At Priceline, Reed is already encountering discrepancies, noting inconsistencies between a vendor’s reported usage and Priceline’s internal data.
“I started my career in telecom expense management, and I’m seeing all the same parallels, from telecom to cloud to AI,” he remarked. “Anytime you introduce something new, it’s ripe for billing errors and audit and optimization opportunities.”
This problem has spurred the formation of a dedicated market. It includes pure-play companies like Pay-i, which specializes in tracking, measuring, and optimizing the costs and performance of Generative AI investments. Meanwhile, Paid allows developers to monitor costs, measure usage, and bill users based on actual value rather than fixed subscription fees.
Additionally, firms such as Jellyfish, Waydev, and Faros AI are offering AI agent monitoring services designed to demonstrate the return on investment for developer tools. Storment notes that a majority of the 180 vendors within the FinOps Foundation are gravitating towards this particular sector.
Companies with established market presence are also integrating new features to capitalize on this burgeoning market. Ramp recently expanded into AI spend management, while Datadog and New Relic have augmented their offerings with services like cloud cost management, token-level observability, and GPU monitoring. Furthermore, AWS is anticipated to unveil new financial management capabilities tailored for enterprise AI spending at the upcoming FinOps X conference.
Tiffany Luck, a partner at NEA, anticipates that token efficiency and observability functionalities will likely be incorporated at the “harness or app layer.” She highlighted Factory, a startup that develops AI agents for enterprises, which this week launched a model router designed to automatically select the most appropriate model for each specific task.
Gordon predicts that frontier labs and other model providers will adopt OpenRouter-style optimization strategies to direct queries to the most cost-effective models—a trend already becoming apparent in enterprise Claude billing statements.

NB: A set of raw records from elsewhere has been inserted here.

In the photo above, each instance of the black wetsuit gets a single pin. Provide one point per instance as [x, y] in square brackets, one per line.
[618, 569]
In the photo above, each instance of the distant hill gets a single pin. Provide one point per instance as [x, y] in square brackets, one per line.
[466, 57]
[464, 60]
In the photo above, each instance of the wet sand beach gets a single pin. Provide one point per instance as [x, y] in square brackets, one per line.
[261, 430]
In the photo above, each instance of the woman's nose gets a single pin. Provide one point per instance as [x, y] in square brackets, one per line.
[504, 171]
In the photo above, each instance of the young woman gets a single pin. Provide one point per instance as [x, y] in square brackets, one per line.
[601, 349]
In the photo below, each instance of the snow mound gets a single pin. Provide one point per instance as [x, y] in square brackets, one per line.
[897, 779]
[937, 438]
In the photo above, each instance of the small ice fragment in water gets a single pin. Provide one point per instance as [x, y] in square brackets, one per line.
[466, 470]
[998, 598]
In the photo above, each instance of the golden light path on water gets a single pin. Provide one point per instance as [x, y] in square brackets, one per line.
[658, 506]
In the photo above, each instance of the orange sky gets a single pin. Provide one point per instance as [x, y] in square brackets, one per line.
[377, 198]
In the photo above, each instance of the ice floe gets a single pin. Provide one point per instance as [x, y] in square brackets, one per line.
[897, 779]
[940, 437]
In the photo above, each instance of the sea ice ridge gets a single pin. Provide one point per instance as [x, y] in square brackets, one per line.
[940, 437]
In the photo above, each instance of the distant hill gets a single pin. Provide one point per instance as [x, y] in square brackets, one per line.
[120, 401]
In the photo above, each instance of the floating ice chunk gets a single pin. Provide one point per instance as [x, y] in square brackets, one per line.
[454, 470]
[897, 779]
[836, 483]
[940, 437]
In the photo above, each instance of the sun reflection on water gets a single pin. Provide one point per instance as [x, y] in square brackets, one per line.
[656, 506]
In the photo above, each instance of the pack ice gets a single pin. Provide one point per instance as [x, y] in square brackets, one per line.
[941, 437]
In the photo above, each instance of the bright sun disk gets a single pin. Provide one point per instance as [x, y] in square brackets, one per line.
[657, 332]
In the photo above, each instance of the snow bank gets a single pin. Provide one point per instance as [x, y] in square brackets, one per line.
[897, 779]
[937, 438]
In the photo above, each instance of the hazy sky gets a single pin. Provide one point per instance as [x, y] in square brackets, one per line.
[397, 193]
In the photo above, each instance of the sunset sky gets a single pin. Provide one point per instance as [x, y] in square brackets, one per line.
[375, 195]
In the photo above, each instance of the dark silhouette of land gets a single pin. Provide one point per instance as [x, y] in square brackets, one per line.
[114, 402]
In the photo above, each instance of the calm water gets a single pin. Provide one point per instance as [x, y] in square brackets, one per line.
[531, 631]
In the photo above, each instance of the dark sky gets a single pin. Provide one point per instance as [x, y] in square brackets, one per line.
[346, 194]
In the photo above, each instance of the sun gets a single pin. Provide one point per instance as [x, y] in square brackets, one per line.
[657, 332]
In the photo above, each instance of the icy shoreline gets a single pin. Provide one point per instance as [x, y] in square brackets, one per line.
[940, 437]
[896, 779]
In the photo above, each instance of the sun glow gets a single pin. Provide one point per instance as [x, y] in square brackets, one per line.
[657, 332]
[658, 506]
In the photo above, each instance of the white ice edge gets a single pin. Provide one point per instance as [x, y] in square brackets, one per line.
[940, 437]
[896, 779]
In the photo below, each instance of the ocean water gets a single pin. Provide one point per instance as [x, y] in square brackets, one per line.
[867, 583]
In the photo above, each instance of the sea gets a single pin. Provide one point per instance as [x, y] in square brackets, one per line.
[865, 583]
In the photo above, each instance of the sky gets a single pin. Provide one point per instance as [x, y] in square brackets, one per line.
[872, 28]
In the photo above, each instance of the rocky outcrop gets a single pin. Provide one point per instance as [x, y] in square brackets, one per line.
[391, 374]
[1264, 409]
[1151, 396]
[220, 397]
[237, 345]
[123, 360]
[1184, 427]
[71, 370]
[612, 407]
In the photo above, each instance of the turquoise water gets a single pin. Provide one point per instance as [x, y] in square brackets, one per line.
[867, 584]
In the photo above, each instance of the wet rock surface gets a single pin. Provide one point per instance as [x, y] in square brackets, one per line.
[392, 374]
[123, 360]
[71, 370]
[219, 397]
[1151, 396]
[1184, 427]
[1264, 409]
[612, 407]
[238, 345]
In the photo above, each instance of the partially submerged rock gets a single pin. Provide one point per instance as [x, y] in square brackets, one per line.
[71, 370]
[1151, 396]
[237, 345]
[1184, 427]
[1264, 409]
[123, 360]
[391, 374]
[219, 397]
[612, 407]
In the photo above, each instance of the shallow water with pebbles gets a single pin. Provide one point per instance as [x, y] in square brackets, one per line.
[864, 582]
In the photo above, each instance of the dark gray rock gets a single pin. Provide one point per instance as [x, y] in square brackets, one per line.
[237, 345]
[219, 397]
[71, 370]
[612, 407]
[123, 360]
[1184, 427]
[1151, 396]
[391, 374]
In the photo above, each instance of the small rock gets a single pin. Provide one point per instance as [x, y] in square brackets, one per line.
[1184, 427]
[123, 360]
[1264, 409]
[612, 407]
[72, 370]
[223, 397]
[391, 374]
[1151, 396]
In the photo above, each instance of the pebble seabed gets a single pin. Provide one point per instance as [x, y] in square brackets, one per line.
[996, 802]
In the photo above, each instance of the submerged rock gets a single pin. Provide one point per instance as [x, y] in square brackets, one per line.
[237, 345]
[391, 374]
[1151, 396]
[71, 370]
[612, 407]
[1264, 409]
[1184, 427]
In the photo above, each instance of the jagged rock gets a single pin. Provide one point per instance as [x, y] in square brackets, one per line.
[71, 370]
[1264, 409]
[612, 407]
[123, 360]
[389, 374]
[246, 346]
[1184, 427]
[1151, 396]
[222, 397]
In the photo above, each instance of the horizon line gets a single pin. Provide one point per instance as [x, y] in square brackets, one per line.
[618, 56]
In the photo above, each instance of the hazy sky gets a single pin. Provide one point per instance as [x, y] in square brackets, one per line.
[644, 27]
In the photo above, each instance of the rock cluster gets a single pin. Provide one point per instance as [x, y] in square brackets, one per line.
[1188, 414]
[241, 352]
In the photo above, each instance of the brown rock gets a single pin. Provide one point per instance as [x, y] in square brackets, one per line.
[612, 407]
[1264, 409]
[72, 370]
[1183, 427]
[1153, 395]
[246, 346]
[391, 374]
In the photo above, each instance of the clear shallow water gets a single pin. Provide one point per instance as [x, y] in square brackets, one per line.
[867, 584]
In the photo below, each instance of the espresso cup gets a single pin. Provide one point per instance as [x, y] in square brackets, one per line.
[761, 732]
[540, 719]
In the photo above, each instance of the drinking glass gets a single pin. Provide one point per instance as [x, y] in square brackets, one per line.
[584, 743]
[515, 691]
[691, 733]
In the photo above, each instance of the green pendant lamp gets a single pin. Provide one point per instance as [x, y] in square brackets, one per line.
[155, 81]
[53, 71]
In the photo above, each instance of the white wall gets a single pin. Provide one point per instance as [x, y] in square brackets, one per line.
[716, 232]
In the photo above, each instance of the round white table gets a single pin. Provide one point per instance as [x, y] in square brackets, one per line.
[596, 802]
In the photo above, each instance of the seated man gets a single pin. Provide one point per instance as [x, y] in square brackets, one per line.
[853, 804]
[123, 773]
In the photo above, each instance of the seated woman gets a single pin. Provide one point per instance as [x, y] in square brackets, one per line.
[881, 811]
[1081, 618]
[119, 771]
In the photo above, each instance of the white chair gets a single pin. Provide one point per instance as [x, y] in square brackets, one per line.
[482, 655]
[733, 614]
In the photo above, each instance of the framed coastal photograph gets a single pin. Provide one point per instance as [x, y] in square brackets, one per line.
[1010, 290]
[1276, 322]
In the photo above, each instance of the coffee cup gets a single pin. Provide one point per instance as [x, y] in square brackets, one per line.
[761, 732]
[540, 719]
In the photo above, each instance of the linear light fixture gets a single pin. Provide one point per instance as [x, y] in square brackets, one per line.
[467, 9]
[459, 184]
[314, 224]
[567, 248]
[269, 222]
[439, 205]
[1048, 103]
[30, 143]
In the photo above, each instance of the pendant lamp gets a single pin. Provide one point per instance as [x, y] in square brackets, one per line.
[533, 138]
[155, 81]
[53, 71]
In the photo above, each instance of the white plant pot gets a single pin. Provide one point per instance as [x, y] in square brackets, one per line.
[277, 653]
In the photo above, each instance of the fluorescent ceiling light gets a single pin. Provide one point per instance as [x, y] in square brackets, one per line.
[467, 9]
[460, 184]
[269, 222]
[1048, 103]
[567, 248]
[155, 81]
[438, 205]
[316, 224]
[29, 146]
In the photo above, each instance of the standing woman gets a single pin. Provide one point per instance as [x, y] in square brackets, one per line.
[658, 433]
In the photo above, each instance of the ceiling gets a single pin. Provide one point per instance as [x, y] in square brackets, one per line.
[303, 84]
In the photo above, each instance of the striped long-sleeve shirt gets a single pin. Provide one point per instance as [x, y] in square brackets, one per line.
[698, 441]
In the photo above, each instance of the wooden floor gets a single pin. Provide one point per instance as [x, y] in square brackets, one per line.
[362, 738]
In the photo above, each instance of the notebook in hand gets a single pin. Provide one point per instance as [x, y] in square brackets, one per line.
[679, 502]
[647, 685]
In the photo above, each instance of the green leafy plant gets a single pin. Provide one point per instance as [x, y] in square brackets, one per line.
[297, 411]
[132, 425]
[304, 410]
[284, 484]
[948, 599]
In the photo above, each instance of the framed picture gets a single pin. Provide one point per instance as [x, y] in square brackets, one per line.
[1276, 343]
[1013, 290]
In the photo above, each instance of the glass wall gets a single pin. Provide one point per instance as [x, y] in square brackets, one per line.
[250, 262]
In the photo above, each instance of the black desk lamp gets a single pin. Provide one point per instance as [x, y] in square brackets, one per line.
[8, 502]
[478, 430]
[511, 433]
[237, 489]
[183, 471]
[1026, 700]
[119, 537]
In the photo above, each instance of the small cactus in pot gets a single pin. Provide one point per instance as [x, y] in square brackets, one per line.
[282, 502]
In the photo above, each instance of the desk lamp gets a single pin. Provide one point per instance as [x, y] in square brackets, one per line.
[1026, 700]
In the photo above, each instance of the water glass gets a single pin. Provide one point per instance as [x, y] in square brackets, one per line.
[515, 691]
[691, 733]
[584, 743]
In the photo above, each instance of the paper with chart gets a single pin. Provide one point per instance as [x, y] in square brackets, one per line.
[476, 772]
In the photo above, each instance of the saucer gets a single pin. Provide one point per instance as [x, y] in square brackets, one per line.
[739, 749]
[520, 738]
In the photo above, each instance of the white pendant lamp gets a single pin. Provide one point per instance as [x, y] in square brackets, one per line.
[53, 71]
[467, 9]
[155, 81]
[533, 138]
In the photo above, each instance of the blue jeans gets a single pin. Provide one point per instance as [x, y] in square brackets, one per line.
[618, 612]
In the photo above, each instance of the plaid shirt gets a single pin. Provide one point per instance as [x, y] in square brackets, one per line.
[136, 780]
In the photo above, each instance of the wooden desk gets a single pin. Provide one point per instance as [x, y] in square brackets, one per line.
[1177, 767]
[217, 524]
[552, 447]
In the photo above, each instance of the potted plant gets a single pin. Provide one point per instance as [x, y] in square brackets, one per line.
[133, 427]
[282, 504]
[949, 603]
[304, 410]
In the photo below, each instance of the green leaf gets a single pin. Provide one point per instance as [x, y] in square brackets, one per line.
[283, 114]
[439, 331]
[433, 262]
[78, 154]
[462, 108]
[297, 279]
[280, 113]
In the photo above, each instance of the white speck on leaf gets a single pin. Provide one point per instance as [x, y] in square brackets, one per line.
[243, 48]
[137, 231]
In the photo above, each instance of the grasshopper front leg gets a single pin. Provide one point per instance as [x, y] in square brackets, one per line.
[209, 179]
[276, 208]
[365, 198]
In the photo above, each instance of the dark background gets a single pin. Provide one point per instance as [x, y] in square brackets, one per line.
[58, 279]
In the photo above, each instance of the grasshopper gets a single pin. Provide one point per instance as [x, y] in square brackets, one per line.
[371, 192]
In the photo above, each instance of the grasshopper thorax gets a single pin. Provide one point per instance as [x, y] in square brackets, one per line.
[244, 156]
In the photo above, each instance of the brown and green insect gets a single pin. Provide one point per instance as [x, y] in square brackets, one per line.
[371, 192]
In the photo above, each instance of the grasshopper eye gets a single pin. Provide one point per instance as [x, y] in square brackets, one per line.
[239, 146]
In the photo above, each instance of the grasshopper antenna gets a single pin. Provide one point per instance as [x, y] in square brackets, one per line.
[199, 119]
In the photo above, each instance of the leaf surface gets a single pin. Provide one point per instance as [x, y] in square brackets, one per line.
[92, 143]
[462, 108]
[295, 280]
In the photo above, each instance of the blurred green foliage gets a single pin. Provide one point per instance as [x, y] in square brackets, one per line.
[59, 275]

“The financial report for how much you spend on Anthropic, even if you call the Opus model, some of the spend will be on Sonnet or Haiku, because they are smart enough to do it,” Gordon explained. “I think this will become more and more of a thing.”
However, these emerging tools are being developed without a common language or standardized definitions regarding token costs, output metrics, or methods for comparing spending across different vendors. This is precisely where the Tokenomics Foundation aims to provide crucial utility.
The Foundation is actively working to establish a canonical definition and framework for “tokenomics,” alongside open standards, specifications, and metrics for AI token usage and billing. It also plans to introduce new metrics for AI economics, such as cost-per-intelligence or tokens-per-watt, and define metrics for token factory effectiveness and consumption efficiency. The group intends a formal launch in July and will announce additional members at the FinOps X conference next week.
“Token economics is fundamentally more abstract and opaque than anything we’ve managed at this scale before,” Nishant Gupta, chief availability officer at Salesforce, stated. “It requires a different operational muscle than the one the industry built for cloud.”
Despite these challenges, Goldman Sachs projects that global token usage will multiply by 24 times by 2030. Companies currently exceeding their budgets urgently require immediate solutions, yet the Tokenomics Foundation’s initial deliverables are still several months away.
“Maybe we created a steam engine, but we still haven’t figured out the assembly line,” Gordon mused.
According to Arcolano, the most prudent approach involves broad, moderate adoption of AI technologies.
“The best ROI comes from moving the broad middle from low to moderate usage, not pushing heavy users higher,” he concluded.